Preeclampsia and intra uterine growth restriction (IUGR) are strongly associated with reduced uterine perfusion and abnormal placentation. Increased production of nitric oxide (NO) by the endothelium contributes to the hemodynamic changes associated with normal pregnancy. Conversely, a reduction in NO production has been observed in preeclampsia and IUGR. BAY 41-2272 (BAY) is a novel NO-independent direct activator of soluble guanylate cyclase (sGC) that causes vasodilation in systemic and local circulations. However, BAY has not been studied during the pregnancy. We hypothesized that BAY may reduce maternal blood pressure and improve fetal growth in an animal model of preeclampsia and IUGR.
To test this hypothesis, we studied the effects of BAY in pregnant rats after NO synthase inhibition with N(omega)-Nitro-L-arginine methyl ester (LNAME). Osmotic minipumps were inserted subcutaneously into timed pregnant wistar-han rats on day 17 of pregnancy. The pumps were loaded to continuously deliver either vehicle or LNAME 50 mg/d, either alone or with BAY 1mg/kg/d. Maternal arterial pressure and uterine resistance index were measured at 16 and 20 days. A c-section was performed on day 21. Pup weight and length, litter size and placental weight were recorded.

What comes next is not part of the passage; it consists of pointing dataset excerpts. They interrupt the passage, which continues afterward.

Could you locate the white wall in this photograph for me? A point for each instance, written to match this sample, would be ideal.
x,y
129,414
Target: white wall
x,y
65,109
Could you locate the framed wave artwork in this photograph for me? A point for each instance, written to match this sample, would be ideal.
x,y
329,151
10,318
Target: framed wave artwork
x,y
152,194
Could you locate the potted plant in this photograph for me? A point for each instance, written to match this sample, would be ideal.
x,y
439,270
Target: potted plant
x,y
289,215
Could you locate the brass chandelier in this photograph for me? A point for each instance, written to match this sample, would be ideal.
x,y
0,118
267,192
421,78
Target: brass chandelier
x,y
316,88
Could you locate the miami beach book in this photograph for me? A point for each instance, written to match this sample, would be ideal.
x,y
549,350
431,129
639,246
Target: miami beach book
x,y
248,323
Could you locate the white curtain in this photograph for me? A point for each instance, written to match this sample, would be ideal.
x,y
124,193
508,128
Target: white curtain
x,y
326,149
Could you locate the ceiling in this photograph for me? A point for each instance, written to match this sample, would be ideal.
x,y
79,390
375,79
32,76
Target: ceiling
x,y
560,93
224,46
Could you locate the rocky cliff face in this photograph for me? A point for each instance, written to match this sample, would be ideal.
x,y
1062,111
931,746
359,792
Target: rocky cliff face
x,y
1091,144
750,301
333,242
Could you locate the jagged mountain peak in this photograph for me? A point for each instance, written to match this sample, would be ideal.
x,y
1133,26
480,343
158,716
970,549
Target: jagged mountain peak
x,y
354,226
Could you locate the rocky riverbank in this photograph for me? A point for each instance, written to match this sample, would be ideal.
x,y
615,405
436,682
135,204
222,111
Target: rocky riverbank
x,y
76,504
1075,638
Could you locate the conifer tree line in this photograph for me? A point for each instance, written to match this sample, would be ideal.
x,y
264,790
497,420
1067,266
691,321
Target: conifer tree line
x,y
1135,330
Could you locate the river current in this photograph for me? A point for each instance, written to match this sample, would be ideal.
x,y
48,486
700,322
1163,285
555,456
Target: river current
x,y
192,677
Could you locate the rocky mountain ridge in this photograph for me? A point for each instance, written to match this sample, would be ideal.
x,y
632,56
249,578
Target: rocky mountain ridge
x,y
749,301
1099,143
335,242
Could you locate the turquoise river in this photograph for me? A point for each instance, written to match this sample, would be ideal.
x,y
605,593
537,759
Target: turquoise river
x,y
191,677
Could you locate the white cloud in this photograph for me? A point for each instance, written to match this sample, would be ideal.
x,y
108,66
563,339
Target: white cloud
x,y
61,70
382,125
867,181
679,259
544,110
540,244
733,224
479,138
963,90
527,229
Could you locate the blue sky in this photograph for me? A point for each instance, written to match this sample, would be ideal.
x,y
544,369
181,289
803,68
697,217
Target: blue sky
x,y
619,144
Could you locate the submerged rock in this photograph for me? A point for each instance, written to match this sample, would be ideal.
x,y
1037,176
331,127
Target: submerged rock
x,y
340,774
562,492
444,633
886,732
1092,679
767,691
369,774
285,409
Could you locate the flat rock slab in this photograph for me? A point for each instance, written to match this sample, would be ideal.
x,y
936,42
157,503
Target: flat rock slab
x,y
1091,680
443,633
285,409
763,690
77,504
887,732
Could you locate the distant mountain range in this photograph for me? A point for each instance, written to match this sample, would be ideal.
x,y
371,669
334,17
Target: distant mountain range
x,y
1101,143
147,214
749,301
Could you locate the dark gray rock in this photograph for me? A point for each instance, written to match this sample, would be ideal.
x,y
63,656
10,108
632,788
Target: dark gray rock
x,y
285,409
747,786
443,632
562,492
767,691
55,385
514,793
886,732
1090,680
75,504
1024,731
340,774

Compared to control animals, pregnant rast with chronic NO synthase inhibition had increased arterial blood pressure, reduced pup weight and length and decreased placental weight. In comparison with LNAME-treated rats, BAY attenuated maternal arterial blood pressure (138±2.5 vs 120±2.1 for systolic pressure and 100±1.9 vs. 95±2.1 for diastolic pressure; p<0.05) and improved pup weight (3.67±0.11g vs 4.42±0.06 g; p<0.01) and length (3.55±0.05cm vs 3.88±0.03cm; p<0.01). In addition, placental weight was increased in BAY + LNAME group vs. LNAME alone (0.55±0.03g vs 0.49±0.02g; p<0.01).
We concluded that BAY reverses the maternal and fetal effects of LNAME-induced placental insufficiency in pregnant rats. We speculate that BAY may provide a novel treatment for preeclampsia and/or IUGR.